Social workers told MPs about their concern that caseloads in excess of 60 children could mean they fail to detect indications of abuse in a household. Referring to a particular case he was working on at the time, one practitioner told MPs: “I have niggling concerns about the mum and her two children but I don’t have the time to go back frequently to tease out the situation”.
MPs raised concern that the reform agenda which emerged from the Baby P tragedy is not having sufficient impact on frontline social workers. MPs are also worried that a 70% rise in care applications since 2007, combined with challenging local authority budgets, have left social workers less able to protect vulnerable children than five years ago – the opposite outcome the public would have hoped for when those responsible for Baby Peter’s death were convicted in November 2008.
Ann Clywd, Chair of the APPG on Social Work, said: “Children living in chaotic households or where concerns have been expressed about their welfare need to know that there are professionals out there with the time and support to be able to come and make a difference to their lives, and above all to keep them safe from harm.
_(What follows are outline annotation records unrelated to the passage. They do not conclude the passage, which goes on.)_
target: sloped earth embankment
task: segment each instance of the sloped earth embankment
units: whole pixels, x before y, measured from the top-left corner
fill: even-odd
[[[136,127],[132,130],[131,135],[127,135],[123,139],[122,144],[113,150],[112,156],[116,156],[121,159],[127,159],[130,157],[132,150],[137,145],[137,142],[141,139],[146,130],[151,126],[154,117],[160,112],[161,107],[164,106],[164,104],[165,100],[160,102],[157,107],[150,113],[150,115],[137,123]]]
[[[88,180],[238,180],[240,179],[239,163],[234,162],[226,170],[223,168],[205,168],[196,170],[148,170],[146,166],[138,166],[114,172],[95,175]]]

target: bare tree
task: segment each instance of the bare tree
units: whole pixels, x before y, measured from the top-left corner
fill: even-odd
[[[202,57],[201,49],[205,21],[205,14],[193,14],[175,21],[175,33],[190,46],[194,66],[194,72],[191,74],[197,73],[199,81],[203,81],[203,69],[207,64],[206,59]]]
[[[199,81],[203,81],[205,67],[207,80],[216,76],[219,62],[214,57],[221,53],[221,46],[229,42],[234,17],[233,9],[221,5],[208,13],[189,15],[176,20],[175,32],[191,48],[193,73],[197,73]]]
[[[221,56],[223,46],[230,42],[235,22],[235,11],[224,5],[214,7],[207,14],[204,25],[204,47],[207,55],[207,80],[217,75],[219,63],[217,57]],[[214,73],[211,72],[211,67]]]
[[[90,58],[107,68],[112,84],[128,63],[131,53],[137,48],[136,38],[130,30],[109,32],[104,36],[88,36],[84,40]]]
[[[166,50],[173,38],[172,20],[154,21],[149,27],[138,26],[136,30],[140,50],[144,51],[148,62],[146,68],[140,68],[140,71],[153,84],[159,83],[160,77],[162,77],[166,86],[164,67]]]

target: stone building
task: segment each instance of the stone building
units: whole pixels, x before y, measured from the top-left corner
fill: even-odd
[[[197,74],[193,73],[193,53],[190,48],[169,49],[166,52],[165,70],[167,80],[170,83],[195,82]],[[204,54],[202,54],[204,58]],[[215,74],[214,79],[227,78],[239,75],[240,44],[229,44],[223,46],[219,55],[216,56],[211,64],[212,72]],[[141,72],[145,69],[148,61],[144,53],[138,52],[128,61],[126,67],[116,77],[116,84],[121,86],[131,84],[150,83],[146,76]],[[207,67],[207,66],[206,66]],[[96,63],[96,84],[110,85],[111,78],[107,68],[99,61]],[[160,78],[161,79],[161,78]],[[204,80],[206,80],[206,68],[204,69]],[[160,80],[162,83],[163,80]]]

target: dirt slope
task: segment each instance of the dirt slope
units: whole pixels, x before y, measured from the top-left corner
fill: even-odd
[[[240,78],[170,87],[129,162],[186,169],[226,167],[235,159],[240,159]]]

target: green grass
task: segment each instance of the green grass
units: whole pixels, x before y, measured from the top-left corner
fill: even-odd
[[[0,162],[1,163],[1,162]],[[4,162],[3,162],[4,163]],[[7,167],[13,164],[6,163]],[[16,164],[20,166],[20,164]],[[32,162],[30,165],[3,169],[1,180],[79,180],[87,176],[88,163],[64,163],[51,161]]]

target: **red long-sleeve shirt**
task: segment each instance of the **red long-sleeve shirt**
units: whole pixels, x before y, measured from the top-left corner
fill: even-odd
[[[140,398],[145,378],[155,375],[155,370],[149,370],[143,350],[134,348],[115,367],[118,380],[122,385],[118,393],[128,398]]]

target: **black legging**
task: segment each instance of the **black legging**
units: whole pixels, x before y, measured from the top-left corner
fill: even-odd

“What MPs heard during this inquiry is that all too often social workers do not have the capacity they need to be able to concentrate on that vital duty of ensuring the safety of as many young people as possible.”
The APPG report contains a series of recommendations to help address the obstacles to good practice, including proposals to get social workers out from behind their desks and located in the heart of communities, as well as the introduction of paid overtime to reflect the amount of evening and weekend hours practitioners currently spend trying to keep up with huge caseloads.
The inquiry followed a survey into the State of Social Work carried out by the British Association of Social Workers in May 2012, in which 1,100 social work professionals revealed unmanageable caseloads and fears that service cuts would lead to avoidable deaths.
Commenting on the inquiry report, BASW’s Chief Executive Bridget Robb said: “Social workers will welcome this recognition by MPs of the fact that five years on from the Baby Peter tragedy hitting the headlines, the situation simply has not improved. Worse still, it appears for some social work professionals, to have deteriorated, making it even harder to safeguard young people than it was before.
“The profession, and in turn those who rely on social work services, is struggling with vast caseloads that are continuing to grow as care applications continue to soar – a direct result of councils becoming more risk averse since Peter Connelly’s death – yet they are doing so at a time when downward pressure on local authority budgets has never been more severe.”